Webhooks
Quick reference for the outbound webhook system. For a full walk-through including code samples, see Webhook (Data Extraction).
Where to configure
Dashboard → API → Webhook Settings → Create a new endpoint.
What gets signed
We follow the Standard Webhooks spec. Every POST carries three headers used together to verify authenticity:
webhook-id— unique per event; use for idempotency.webhook-timestamp— Unix seconds; reject if older than 5 min.webhook-signature—v1,<base64-HMAC-SHA256>over{id}.{ts}.{body}.
Retries
| Outcome | Behavior |
|---|---|
| 2xx | Success. Stop. |
| 4xx (not 408 or 429) | Treated as a permanent failure. No retries. |
| 408, 429, 5xx, timeout | Retry with exponential backoff for up to 3 days. |
Testing
The Send test event button on each endpoint card in the dashboard
fires a signed endpoint.test payload and shows you the HTTP status
- latency we got back.
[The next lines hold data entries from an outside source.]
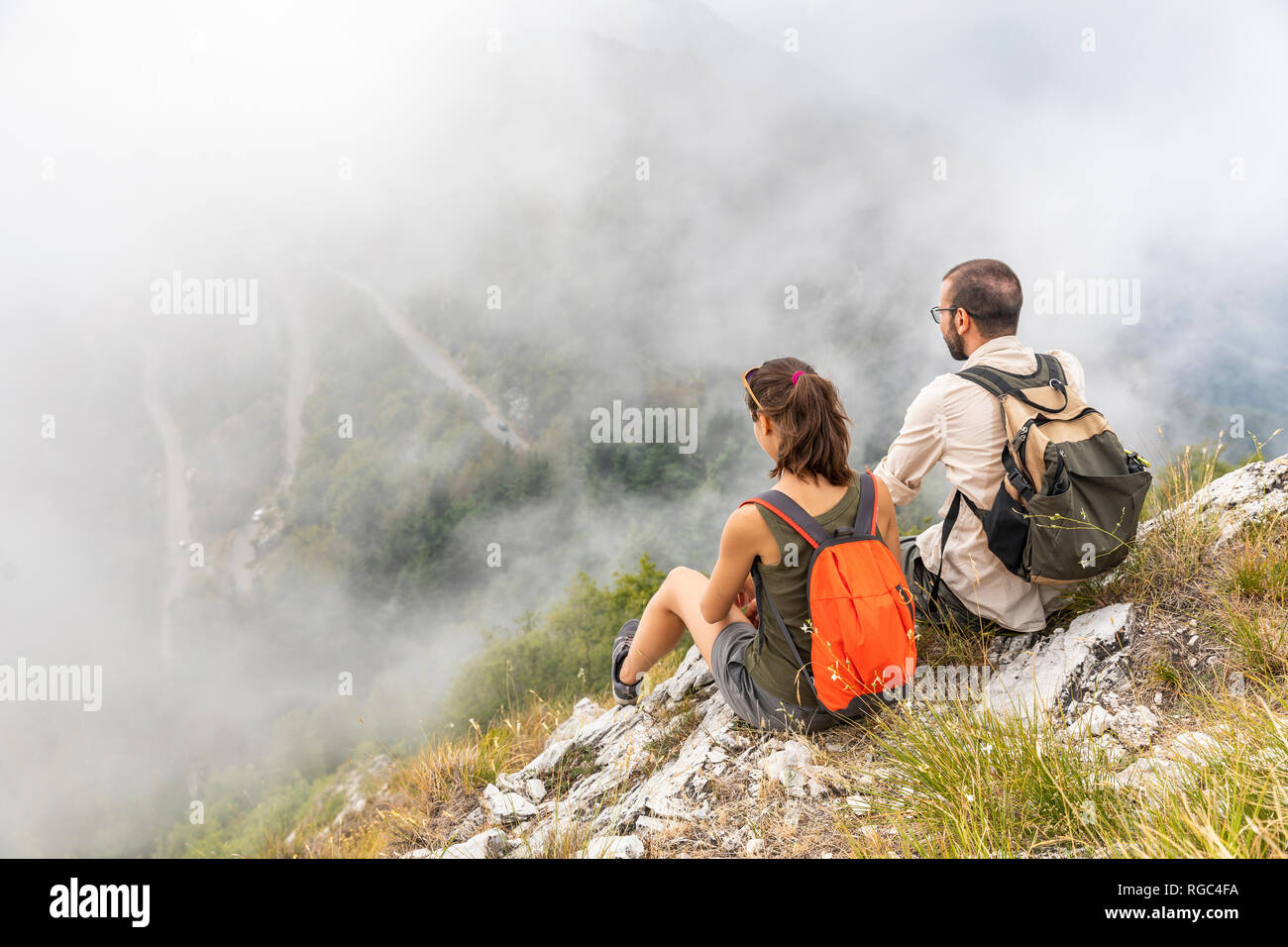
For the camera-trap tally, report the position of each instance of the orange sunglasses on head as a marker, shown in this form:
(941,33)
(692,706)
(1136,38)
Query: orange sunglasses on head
(746,382)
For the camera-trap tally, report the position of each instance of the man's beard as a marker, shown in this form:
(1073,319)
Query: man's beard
(954,344)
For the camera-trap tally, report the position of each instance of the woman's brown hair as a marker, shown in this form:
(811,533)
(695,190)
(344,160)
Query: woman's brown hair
(812,437)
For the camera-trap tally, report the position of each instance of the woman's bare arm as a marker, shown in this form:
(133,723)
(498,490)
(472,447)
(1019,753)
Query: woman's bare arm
(741,543)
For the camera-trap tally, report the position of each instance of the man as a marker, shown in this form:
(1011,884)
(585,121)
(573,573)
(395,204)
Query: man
(957,421)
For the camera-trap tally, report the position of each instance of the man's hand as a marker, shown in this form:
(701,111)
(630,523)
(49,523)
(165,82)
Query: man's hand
(746,600)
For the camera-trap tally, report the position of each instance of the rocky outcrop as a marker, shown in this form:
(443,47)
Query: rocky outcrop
(651,775)
(1249,495)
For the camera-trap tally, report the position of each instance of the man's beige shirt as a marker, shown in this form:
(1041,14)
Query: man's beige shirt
(958,423)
Use it whenever you change the URL or rotate the signing secret.
Webhook Logs
The dashboard's Webhook Logs tab shows the last 100 delivery attempts with status, event type, and timestamp. Click any row to see the full payload, response body, and error.
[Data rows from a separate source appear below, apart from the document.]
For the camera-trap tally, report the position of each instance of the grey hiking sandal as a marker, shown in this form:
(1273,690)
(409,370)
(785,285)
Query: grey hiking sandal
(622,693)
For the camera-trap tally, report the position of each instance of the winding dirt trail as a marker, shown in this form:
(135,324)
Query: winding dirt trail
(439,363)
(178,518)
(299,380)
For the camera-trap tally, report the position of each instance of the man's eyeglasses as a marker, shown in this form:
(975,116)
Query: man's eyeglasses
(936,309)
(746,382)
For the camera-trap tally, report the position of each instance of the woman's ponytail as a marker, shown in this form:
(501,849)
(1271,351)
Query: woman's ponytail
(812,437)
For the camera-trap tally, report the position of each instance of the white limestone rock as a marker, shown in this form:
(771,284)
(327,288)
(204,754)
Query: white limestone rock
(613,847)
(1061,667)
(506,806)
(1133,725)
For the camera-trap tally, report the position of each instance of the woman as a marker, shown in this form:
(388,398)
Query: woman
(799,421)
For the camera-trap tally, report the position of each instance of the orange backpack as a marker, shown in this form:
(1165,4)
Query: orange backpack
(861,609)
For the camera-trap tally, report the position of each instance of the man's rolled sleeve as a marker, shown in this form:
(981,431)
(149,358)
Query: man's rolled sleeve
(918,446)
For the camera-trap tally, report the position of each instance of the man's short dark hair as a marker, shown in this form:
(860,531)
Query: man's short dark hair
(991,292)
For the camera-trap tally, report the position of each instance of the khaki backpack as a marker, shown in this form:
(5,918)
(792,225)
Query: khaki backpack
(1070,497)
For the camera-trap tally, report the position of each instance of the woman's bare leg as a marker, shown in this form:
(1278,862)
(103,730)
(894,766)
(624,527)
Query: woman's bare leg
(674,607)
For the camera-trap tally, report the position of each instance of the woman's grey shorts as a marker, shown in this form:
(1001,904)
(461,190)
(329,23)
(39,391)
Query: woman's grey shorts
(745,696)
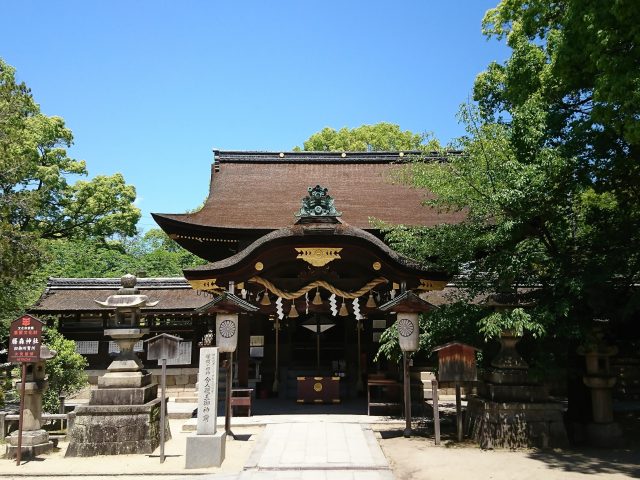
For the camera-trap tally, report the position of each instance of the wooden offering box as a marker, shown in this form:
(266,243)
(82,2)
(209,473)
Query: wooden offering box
(318,389)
Rotating the signing secret
Click Regenerate secret on the endpoint card. The old secret stops working immediately. Update your server, then re-run a test event to confirm.
Webhooks vs Export destinations — which should I use?
DocParse has two ways to get data out, and they solve different problems:
| Webhooks (this page) | Export destinations | |
|---|---|---|
| Sends | An event — IDs + status (file.processed, etc.) | The extracted data itself (JSON or CSV) |
| You then | Call the API to fetch the results | Receive the data directly — no extra call |
| Scope | Account-level (one set of endpoints) | Per-extraction |
| Best for | Developers building an event-driven integration | No-code / direct delivery to a Zap, Sheet, or endpoint |
| Signature header | webhook-signature (Standard Webhooks) | x-docparse-signature |
Rule of thumb:
- Webhook = a doorbell. "Document X is done" → your code fetches it.
- Export = a delivery truck. The parsed fields are pushed straight to your URL.
You can use either or both. Use webhooks if your backend prefers "notify me, I'll fetch"; use export destinations to have the data delivered automatically with no code.